Initially, we found that MetS was independently associated with RFS and not OS, which is consistent with the findings of another study11. However, the present study employed the Chinese criteria for diagnosing MetS that are slightly different from the criteria in the abovementioned studies. Additionally, the participants were all Southeast Chinese males, who have unique dietary habits and heredity features. Previous studies have indicated that varying definitions of MetS and different races might influence clinical outcomes24,25,26 and thus partially explained the differences between the present study and others. Furthermore, the synergistic effect of MetS was determined using all of its components, which not only have complicated mechanisms but also are far from clear. The present study indicated that elevated BP and hyperglycemia have a negative effect on OS and RFS, while dyslipidemia exerts a positive effects on OS and RFS. Thus, we speculated that the protective effect of dyslipidemia on survival may have counteracted the effect of the two other risk factors and finally led to nonsignificant effects on OS. However, of those three significant components, elevated BP and hyperglycemia had dominant effects on RFS and resulted in poor RFS. The underlying mechanism should be further studied in the future. On the other hand, smoking status was significantly related to OS and RFS. In fact, there was no difference between “never” and “former” smokers regarding OS and RFS in Cox analyses, consistent with the results of another study8. Thus, we combined “former” and “never” smokers into the non-smoker group. Further evaluation on patients categorized into four groups based on their smoking and MetS status showed that smoking and MetS had significant additive effect on RFS.
At present, the potential mechanisms underlying the combined effect of smoking and MetS are not clearly understood. As indicated by previous studies, MetS may cause or promote CRC development and progression via various mechanisms, including dysregulation of growth signals, inflammatory cytokines, and vascular integrity factors27. Inflammation can contribute to the development, progression, and recurrence of tumors, including CRC28,29. More specifically, COX2, which involved in various inflammatory pathways, can promote the recurrence of adenomas and sporadic adenomatous polyps30,31,32. In addition, high expression of COX2 can induce CRC tumorigenesis and metastasis33. On the other hand, smoking can lead to inflammation through multiple mechanisms, including the regulation of secretion of tumor necrosis factor34,35,36. Smoking has been shown to induce inflammation associated with numerous diseases including CRC37,38. We observed an additive effect of smoking and MetS on recurrence.

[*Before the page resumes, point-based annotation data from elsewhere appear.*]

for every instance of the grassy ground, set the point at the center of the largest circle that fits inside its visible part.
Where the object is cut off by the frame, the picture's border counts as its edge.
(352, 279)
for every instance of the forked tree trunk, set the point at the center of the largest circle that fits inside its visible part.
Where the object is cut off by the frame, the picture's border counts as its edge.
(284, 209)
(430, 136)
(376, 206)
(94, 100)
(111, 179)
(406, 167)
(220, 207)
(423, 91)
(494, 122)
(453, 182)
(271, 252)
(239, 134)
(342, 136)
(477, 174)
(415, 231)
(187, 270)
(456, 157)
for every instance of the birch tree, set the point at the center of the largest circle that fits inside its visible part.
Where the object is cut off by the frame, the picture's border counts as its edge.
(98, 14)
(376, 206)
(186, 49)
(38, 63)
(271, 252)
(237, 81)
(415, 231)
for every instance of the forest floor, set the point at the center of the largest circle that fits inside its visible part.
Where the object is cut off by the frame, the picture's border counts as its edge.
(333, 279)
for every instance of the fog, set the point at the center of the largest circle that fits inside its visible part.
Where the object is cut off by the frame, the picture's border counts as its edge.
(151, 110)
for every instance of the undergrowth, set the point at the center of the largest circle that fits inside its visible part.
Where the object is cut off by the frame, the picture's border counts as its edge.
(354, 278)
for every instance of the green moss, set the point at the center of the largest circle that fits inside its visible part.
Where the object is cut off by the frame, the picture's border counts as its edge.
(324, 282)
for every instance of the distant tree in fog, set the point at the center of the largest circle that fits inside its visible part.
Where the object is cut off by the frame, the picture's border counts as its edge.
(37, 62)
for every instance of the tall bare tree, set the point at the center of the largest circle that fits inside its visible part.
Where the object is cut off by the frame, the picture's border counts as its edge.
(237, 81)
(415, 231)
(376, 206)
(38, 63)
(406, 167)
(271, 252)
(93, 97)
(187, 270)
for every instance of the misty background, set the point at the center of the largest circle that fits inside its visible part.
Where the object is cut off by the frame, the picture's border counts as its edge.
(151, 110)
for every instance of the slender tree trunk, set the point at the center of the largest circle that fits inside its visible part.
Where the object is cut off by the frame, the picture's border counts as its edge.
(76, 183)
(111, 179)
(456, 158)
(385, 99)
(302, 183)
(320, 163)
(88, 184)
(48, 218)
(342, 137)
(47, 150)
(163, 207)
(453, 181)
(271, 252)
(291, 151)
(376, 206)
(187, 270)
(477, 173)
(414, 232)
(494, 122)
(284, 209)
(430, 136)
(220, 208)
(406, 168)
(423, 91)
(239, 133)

Hence, we hypothesized that inflammation may be a common mechanism underlying the pathophysiological process of recurrence induced by both MetS and smoking. However, the detailed mechanism should be further studied.

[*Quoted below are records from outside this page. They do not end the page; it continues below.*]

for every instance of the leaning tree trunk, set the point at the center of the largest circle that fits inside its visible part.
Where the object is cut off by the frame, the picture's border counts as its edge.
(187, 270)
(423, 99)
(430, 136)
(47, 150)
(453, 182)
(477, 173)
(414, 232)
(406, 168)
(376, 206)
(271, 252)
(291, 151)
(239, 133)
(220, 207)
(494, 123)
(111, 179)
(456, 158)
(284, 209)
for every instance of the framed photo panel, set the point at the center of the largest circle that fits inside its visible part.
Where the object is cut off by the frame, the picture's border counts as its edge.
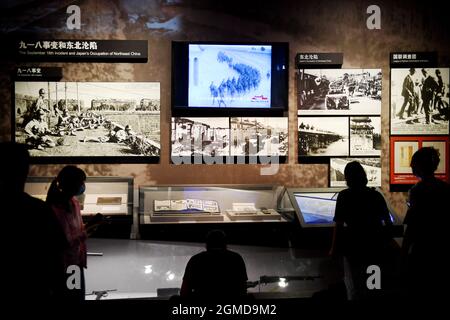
(419, 103)
(88, 122)
(325, 92)
(402, 150)
(323, 136)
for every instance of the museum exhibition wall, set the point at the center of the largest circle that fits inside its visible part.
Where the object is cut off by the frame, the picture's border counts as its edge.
(318, 26)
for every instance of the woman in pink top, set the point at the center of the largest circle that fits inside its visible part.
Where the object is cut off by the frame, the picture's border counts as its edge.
(61, 197)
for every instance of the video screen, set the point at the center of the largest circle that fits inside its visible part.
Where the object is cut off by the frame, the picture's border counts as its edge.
(230, 76)
(317, 208)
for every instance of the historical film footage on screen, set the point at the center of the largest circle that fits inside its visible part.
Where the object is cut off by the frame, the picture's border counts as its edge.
(365, 136)
(200, 137)
(372, 167)
(80, 119)
(230, 76)
(339, 91)
(259, 136)
(420, 101)
(323, 136)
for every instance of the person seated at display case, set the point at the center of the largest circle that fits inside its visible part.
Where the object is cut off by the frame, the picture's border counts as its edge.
(32, 259)
(366, 240)
(61, 197)
(425, 240)
(216, 272)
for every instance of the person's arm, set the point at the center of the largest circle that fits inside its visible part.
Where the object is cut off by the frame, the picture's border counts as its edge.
(336, 243)
(409, 234)
(186, 285)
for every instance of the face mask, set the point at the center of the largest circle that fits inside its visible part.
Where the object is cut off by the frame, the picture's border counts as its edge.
(82, 190)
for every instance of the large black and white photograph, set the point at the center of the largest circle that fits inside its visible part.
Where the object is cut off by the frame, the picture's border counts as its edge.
(339, 91)
(88, 119)
(365, 136)
(200, 136)
(403, 152)
(323, 136)
(259, 136)
(420, 101)
(372, 167)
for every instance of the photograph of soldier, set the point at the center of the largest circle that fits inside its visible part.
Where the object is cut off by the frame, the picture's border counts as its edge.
(339, 91)
(259, 136)
(419, 101)
(323, 136)
(365, 136)
(408, 94)
(372, 167)
(37, 132)
(79, 115)
(200, 136)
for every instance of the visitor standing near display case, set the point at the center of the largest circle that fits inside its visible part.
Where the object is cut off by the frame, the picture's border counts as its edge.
(425, 242)
(32, 255)
(216, 272)
(61, 196)
(407, 93)
(366, 240)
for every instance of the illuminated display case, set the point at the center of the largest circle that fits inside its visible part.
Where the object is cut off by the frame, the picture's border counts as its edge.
(110, 196)
(314, 207)
(211, 204)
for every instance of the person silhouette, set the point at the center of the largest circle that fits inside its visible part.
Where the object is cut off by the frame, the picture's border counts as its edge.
(216, 272)
(33, 257)
(61, 196)
(366, 239)
(425, 240)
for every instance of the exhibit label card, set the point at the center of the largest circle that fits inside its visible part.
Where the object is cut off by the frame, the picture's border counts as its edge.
(81, 50)
(37, 73)
(413, 59)
(309, 59)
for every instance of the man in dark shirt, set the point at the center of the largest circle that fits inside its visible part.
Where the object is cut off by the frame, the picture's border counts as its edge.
(32, 257)
(426, 242)
(216, 272)
(366, 240)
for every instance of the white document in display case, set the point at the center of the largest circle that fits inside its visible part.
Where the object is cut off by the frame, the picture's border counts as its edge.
(210, 203)
(106, 195)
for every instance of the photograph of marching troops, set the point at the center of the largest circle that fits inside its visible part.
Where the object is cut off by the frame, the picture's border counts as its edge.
(339, 91)
(200, 137)
(372, 167)
(420, 101)
(88, 118)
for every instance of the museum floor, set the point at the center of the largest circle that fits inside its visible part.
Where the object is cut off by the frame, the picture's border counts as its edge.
(151, 269)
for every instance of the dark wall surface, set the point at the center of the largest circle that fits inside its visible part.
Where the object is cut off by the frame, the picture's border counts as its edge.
(316, 26)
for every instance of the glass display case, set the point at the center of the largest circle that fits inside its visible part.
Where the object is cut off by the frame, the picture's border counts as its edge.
(315, 207)
(110, 196)
(106, 195)
(211, 204)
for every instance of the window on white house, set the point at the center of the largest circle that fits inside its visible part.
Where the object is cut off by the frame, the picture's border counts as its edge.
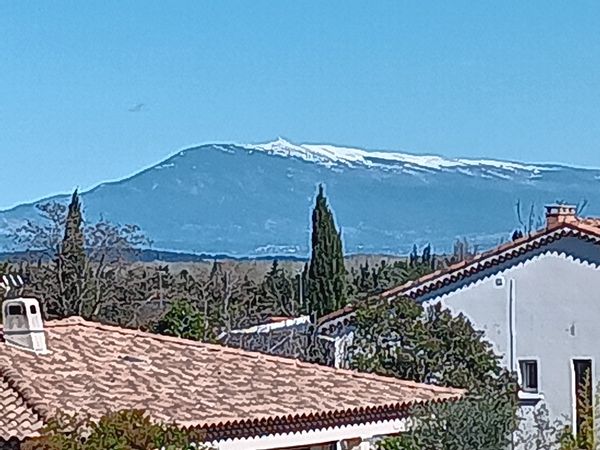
(529, 375)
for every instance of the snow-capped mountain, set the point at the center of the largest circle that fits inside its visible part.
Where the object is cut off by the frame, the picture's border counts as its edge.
(256, 199)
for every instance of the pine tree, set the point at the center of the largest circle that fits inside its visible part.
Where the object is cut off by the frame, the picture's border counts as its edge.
(326, 276)
(72, 259)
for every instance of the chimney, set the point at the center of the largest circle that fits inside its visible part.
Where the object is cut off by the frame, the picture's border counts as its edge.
(560, 214)
(23, 325)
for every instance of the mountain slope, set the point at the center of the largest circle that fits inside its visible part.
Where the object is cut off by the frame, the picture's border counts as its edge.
(256, 199)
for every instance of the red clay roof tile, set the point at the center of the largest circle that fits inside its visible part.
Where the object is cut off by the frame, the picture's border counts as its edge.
(586, 227)
(93, 368)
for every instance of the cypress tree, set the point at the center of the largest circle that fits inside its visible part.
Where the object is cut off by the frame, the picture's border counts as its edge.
(326, 275)
(72, 257)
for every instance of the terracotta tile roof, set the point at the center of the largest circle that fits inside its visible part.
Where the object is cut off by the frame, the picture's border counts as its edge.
(93, 368)
(587, 228)
(17, 419)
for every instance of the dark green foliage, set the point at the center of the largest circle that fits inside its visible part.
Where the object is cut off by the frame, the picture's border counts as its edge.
(71, 260)
(121, 430)
(326, 274)
(278, 293)
(369, 280)
(183, 320)
(402, 339)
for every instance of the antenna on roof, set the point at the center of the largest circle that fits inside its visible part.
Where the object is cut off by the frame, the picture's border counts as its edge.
(10, 281)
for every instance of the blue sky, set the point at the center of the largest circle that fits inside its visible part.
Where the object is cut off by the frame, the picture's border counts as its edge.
(513, 80)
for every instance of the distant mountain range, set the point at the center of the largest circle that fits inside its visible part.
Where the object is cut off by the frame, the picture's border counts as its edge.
(255, 200)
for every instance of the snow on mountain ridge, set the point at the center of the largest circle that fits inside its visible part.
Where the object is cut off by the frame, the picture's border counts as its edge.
(331, 155)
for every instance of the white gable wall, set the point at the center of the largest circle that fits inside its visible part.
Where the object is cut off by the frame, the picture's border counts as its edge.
(556, 318)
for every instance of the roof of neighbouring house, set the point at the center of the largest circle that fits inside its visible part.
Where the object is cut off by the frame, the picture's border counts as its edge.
(94, 368)
(587, 229)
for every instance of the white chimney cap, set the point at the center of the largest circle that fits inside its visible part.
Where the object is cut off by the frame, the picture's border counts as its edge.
(23, 324)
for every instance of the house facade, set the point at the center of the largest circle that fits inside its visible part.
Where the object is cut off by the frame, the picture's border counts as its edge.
(535, 298)
(240, 400)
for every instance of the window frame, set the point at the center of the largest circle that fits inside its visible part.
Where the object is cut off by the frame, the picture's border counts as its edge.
(524, 380)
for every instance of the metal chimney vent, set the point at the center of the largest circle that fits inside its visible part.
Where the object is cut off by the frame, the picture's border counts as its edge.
(23, 325)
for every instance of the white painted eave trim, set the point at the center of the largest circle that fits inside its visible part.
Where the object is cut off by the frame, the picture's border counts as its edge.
(314, 437)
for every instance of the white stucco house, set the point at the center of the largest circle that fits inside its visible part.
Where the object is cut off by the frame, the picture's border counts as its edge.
(536, 298)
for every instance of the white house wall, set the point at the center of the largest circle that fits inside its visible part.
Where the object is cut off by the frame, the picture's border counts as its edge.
(556, 317)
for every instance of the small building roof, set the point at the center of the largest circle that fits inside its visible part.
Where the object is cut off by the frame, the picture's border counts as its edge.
(93, 368)
(584, 228)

Previous studies have demonstrated that metformin may exert anti-cancer effects and reduce the incidence of various cancers, including CRC39. The association between metformin and CRC prognosis remains controversial. Based on our results, metformin appeared to play protective roles regarding both OS and RFS for CRC patients, consistent with the results of other studies40,41. However, some other studies did not support the protective association between metformin treatment and CRC prognosis42.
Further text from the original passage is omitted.